UMA CANTILENA GERMÂNICA
Era um dia de janeiro de 1991, com temperatura que beirava zero grau. Quatro pessoas estavam em um carro alugado: eu, minha mulher, um chofer alemão tagarela que só falava a sua língua e uma grega, intérprete e também tradutora de textos antigos escritos em língua alemã e latim e que pensava que falava espanhol fluentemente. A conversa, gutural e interminável, era somente entre eles, o motorista e a tradutora. Por volta das sete horas da manhã chegamos à cidade de Heidelberg, localizada no sudoeste da Alemanha, no Estado de Baden-Wurttemberg, banhada pelo rio Neckar, um afluente do Reno, e perto das fronteiras com a França e Suíça. O povo da cidade dormia e o seu comércio ainda estava fechado. O único prenúncio de vida era o badalar do sino de sua famosa igreja protestante, a igreja do Espírito Santo (Heiliggeistkirche), que data do século XV.

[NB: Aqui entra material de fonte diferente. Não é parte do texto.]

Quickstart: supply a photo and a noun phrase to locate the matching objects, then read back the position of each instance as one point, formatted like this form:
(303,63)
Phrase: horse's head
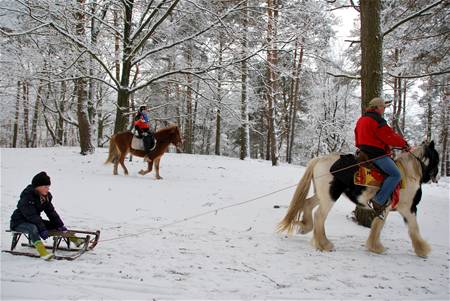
(430,159)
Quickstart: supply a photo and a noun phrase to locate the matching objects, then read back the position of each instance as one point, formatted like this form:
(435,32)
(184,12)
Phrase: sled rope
(146,230)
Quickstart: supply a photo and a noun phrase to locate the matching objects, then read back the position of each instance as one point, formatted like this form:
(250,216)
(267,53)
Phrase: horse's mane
(167,129)
(410,165)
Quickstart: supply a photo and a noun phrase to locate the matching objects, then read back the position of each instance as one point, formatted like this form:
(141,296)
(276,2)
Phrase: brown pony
(120,146)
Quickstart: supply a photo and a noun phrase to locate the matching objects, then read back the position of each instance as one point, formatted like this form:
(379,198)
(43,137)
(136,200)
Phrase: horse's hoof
(376,248)
(422,249)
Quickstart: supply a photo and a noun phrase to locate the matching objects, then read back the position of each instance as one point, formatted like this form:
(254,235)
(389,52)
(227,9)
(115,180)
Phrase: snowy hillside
(229,254)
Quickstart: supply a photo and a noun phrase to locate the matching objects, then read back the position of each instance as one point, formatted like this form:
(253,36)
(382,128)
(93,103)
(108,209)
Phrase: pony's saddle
(146,143)
(358,170)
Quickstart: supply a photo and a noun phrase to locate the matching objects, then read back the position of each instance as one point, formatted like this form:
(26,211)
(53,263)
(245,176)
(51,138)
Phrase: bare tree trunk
(26,113)
(272,9)
(123,94)
(36,117)
(188,129)
(244,135)
(16,117)
(402,126)
(219,97)
(445,161)
(295,99)
(371,65)
(371,52)
(429,111)
(84,125)
(60,124)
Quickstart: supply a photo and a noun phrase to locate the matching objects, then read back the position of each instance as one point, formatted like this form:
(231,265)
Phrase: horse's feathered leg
(157,168)
(421,247)
(292,217)
(149,168)
(122,163)
(373,243)
(306,224)
(320,240)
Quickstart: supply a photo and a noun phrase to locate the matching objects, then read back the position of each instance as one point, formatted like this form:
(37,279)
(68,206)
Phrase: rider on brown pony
(374,137)
(141,125)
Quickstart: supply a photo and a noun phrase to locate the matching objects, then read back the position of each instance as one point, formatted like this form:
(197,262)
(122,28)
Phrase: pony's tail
(113,153)
(298,200)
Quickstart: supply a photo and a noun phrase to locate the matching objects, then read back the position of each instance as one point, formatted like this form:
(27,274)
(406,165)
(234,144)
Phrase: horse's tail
(298,200)
(113,152)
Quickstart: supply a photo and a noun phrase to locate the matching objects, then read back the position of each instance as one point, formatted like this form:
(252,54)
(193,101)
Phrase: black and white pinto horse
(417,167)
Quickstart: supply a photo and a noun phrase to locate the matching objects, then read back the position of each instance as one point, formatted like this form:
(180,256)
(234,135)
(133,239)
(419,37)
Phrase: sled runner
(75,242)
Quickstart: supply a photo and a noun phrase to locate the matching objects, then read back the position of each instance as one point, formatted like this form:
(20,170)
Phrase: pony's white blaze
(299,215)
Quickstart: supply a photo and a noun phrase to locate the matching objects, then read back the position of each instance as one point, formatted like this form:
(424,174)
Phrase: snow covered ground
(229,254)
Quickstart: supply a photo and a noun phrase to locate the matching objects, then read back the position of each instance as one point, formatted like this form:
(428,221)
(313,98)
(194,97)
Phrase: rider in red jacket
(375,138)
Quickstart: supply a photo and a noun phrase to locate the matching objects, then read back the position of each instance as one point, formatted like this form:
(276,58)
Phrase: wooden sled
(88,240)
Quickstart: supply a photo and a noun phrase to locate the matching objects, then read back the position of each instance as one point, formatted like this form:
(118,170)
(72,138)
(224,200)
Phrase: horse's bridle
(422,165)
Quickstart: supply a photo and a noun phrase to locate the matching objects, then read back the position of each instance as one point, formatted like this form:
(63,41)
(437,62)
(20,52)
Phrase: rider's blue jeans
(390,182)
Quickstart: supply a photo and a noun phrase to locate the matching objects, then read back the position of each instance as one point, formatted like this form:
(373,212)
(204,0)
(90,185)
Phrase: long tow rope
(146,230)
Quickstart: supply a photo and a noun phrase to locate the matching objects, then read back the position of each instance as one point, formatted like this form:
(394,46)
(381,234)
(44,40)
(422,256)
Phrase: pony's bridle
(422,165)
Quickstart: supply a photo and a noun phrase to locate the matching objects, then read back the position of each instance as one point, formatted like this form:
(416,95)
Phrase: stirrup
(380,210)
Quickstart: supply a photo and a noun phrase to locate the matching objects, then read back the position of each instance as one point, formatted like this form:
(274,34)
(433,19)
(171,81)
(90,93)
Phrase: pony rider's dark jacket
(374,137)
(29,210)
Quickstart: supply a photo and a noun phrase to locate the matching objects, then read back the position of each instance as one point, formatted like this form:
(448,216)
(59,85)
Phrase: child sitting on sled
(34,199)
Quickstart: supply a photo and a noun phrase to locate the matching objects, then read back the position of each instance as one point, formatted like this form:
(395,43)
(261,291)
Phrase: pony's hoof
(376,248)
(304,228)
(422,250)
(326,246)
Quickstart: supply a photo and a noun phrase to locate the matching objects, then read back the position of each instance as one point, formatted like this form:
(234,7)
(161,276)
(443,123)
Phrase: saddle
(357,170)
(137,143)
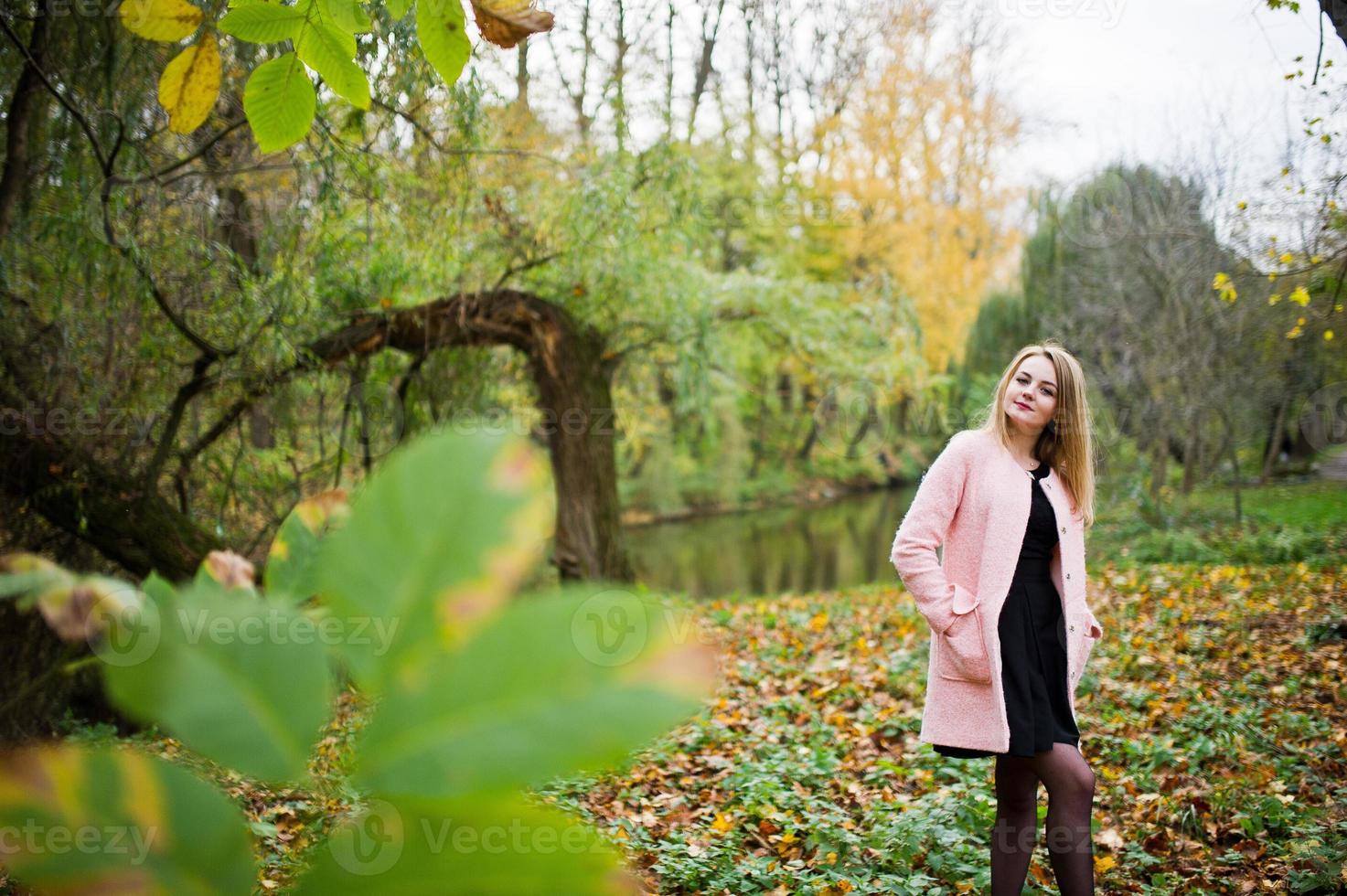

Cansaço, frio e fome são coisas que não combinam muito bem, principalmente com a minha mulher. Mesmo nessas condições resolvemos andar pela pequena cidade, que é uma das mais simpáticas da Europa, com uma população inferior a 140.000 habitantes e que é tombada pela UNESCO como patrimônio da humanidade. As ruas centrais são de uso exclusivo dos pedestres e seus prédios medievais são bem conservados e mais parecem bibelôs que moradias ou estabelecimentos comerciais. Essa volta no tempo e o fato de não mais estarmos ouvindo a cantilena germânica já melhorou o nosso ânimo. Ao encontrarmos um bar-café aberto, melhorou muito mais. Comida boa e relativamente barata. Fomos para o hotel que tínhamos reservado e aconteceu a primeira surpresa desagradável: a reserva fora cancelada unilateralmente pela administração do hotel. Fomos procurar outro; encontramos, mas era mais caro.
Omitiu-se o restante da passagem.